Una vicenda oggi archiviata, superata. Ma tante sono le domande e gli interrogativi mai risolti: «nessuno ha mai pagato, nessuno mi ha mai risposto dicendo perché era partita questa procedura per l’affidamento dei miei figli sottolinea durante l’intervista Nicoletta -  Vorrei e sarebbe mio diritto avere delle risposte sul perché di tutto questo. Può essere normale che ho denunciato le violenze del mio ex compagno, ho sempre accudito  i miei figli e ho rischiato di perderli? A questa domanda la neuropsichiatra infantile rispose che, se fosse stato per lei, quelle strutture non dovrebbero neanche esistere». In quella struttura, ricorda Nicoletta, «ci siamo ritrovati in una situazione igienica pessima e anche in scarse condizioni di sicurezza, come è possibile che nella stessa struttura ci fossero donne vittime di maltrattamenti e persone – che hanno anche atteggiamenti violenti – che stavano cercando di uscire dalla tossicodipendenza? L’anno scorso poco dopo la mia uscita nella struttura scoppiò un focolaio di Covid19».

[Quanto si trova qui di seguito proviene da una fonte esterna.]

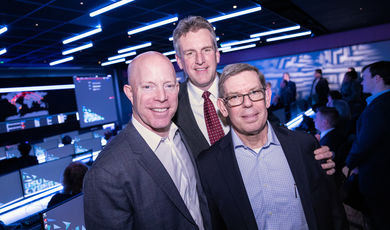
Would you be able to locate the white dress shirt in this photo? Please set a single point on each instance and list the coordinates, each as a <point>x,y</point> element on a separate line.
<point>197,101</point>
<point>175,158</point>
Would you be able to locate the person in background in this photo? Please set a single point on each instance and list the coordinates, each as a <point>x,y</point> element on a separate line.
<point>72,181</point>
<point>287,94</point>
<point>319,90</point>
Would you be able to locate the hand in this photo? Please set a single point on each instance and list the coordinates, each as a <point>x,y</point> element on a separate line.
<point>323,154</point>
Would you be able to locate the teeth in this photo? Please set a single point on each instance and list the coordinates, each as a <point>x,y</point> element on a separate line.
<point>160,110</point>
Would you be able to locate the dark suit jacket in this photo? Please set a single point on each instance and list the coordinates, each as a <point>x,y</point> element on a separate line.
<point>129,188</point>
<point>185,119</point>
<point>370,151</point>
<point>228,201</point>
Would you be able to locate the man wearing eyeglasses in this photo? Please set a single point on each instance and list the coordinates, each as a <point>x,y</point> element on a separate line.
<point>197,55</point>
<point>261,176</point>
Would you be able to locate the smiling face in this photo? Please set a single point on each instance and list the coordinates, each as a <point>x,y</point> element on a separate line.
<point>198,57</point>
<point>249,118</point>
<point>153,91</point>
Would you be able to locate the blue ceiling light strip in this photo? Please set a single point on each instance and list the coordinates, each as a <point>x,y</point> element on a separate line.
<point>289,36</point>
<point>113,62</point>
<point>233,43</point>
<point>109,7</point>
<point>235,14</point>
<point>147,44</point>
<point>61,61</point>
<point>83,47</point>
<point>153,25</point>
<point>83,35</point>
<point>122,56</point>
<point>275,31</point>
<point>239,48</point>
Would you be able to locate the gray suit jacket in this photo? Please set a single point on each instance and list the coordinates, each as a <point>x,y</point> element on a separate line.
<point>129,188</point>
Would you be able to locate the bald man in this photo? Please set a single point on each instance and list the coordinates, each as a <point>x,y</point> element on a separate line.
<point>145,177</point>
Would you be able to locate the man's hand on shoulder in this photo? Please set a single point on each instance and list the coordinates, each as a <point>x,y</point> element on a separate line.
<point>324,155</point>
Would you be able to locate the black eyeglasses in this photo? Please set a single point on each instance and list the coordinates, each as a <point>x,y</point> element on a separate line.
<point>236,100</point>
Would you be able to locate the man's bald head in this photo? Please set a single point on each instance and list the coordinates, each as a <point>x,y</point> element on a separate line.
<point>149,58</point>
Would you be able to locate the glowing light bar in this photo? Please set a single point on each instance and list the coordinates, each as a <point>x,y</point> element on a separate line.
<point>36,88</point>
<point>61,61</point>
<point>225,44</point>
<point>276,31</point>
<point>289,36</point>
<point>239,48</point>
<point>121,56</point>
<point>147,44</point>
<point>169,53</point>
<point>153,25</point>
<point>4,29</point>
<point>83,35</point>
<point>83,47</point>
<point>235,14</point>
<point>3,51</point>
<point>113,62</point>
<point>109,7</point>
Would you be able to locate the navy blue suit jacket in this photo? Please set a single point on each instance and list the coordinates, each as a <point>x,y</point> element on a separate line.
<point>129,188</point>
<point>228,201</point>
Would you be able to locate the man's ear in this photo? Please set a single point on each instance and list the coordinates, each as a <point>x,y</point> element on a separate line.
<point>129,92</point>
<point>222,107</point>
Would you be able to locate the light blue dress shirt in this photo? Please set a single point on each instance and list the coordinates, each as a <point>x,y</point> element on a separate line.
<point>270,185</point>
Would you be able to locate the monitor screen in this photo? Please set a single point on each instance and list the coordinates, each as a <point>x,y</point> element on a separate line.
<point>11,188</point>
<point>56,153</point>
<point>95,100</point>
<point>30,103</point>
<point>85,145</point>
<point>42,177</point>
<point>68,215</point>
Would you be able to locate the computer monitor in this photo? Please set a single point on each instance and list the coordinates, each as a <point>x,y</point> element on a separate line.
<point>68,215</point>
<point>92,144</point>
<point>84,136</point>
<point>56,153</point>
<point>45,176</point>
<point>3,154</point>
<point>11,188</point>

L’attuale situazione economica e la richiesta di aiuto per poter vivere autonomamente e donare un futuro sereno ai figli

Negli anni vissuti nelle varie «case famiglie» Nicoletta non ha avuto la possibilità, che gli è stata ostacolata, di lavorare e costruirsi un’autonomia economica, «l’obiettivo dei gestori era tenermi in struttura, venivano lautamente pagati per questo. La mia storia purtroppo non è un caso isolato» sottolinea. Uscita dall’ultima struttura in cui si trovava ha avuto la possibilità di chiedere ed ottenere il reddito di cittadinanza. Nella struttura in cui si trovava le hanno fatto perdere la possibilità di chiedere un anno prima il reddito di cittadinanza, «mi avevano detto che non ne avevo diritto in quanto ero in una struttura, ed invece ho scoperto poi che non era vero – racconta - Mi dissero così perché avevano paura io me ne andassi, andando a vivere in una casa in affitto in autonomia». Come poi è accaduto, conclude.

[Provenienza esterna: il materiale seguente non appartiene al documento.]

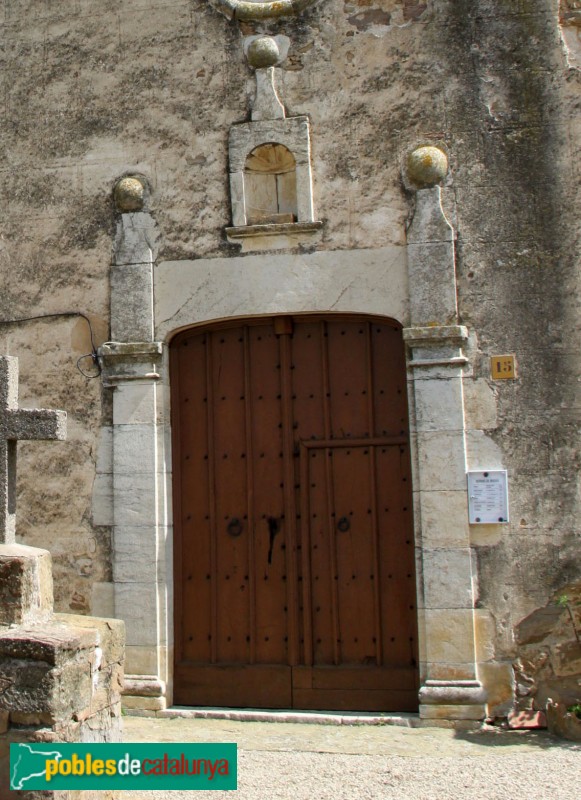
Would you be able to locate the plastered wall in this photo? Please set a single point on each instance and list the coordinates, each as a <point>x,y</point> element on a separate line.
<point>92,91</point>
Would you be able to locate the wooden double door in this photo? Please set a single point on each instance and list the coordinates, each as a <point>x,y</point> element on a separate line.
<point>294,554</point>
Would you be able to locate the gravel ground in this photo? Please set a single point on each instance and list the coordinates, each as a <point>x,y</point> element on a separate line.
<point>304,762</point>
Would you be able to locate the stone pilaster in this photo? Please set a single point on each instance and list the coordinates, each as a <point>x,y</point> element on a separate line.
<point>436,361</point>
<point>131,368</point>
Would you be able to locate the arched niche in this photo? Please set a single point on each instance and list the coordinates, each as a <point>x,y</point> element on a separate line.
<point>270,185</point>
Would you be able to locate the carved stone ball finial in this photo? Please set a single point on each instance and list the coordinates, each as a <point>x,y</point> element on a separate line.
<point>427,166</point>
<point>129,194</point>
<point>263,52</point>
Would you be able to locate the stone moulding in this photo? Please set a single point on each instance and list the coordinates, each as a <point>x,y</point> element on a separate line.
<point>247,10</point>
<point>130,361</point>
<point>452,692</point>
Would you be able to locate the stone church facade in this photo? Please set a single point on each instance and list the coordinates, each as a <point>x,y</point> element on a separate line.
<point>329,256</point>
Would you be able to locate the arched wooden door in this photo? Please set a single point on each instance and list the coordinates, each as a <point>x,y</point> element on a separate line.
<point>294,555</point>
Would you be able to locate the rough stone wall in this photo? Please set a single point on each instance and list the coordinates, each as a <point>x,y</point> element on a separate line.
<point>94,90</point>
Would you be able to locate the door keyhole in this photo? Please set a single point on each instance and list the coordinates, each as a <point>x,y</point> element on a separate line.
<point>273,529</point>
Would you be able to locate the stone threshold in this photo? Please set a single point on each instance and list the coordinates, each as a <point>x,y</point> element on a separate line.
<point>402,720</point>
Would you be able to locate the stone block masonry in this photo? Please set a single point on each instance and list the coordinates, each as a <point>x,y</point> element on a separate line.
<point>60,675</point>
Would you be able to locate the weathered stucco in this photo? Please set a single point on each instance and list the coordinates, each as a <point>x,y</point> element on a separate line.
<point>94,91</point>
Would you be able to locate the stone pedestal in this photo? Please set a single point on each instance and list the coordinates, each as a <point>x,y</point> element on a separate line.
<point>61,675</point>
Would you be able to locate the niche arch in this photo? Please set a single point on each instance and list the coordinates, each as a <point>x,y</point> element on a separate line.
<point>270,185</point>
<point>270,173</point>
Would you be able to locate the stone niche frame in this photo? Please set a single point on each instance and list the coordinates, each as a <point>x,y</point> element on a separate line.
<point>294,134</point>
<point>388,281</point>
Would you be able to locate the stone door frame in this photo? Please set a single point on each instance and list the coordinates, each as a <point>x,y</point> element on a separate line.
<point>385,282</point>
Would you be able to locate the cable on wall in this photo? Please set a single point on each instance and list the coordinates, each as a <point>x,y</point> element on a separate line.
<point>93,355</point>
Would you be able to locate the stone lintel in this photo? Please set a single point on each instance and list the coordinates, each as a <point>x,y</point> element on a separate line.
<point>284,229</point>
<point>456,692</point>
<point>130,361</point>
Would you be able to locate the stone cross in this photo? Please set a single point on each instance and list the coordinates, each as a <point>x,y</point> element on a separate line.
<point>17,423</point>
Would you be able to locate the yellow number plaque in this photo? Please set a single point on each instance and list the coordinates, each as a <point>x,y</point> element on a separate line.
<point>503,368</point>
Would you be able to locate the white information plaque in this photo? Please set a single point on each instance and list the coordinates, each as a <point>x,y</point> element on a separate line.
<point>488,497</point>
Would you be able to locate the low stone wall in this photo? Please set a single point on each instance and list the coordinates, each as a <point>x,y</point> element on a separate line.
<point>549,663</point>
<point>61,675</point>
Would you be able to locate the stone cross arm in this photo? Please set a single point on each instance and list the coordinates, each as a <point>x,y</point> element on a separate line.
<point>18,424</point>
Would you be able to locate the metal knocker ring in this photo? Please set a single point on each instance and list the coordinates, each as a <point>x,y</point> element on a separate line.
<point>234,527</point>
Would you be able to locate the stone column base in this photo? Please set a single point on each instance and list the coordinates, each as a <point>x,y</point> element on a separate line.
<point>452,700</point>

«Col solo reddito di cittadinanza non mi è possibile coprire tutte le spese, soprattutto per la casa e le esigenze scolastiche dei miei figli. Per questo lanciai l’appello a febbraio – conclude la sua testimonianza al nostro giornale Nicoletta Genova - trovando tantissima omertà e i giudizi di molte persone, che davanti una madre in difficoltà che chiede una mano puntano il dito e giudicano te, considerando vergognoso che si chieda aiuto davanti gravi difficoltà economiche».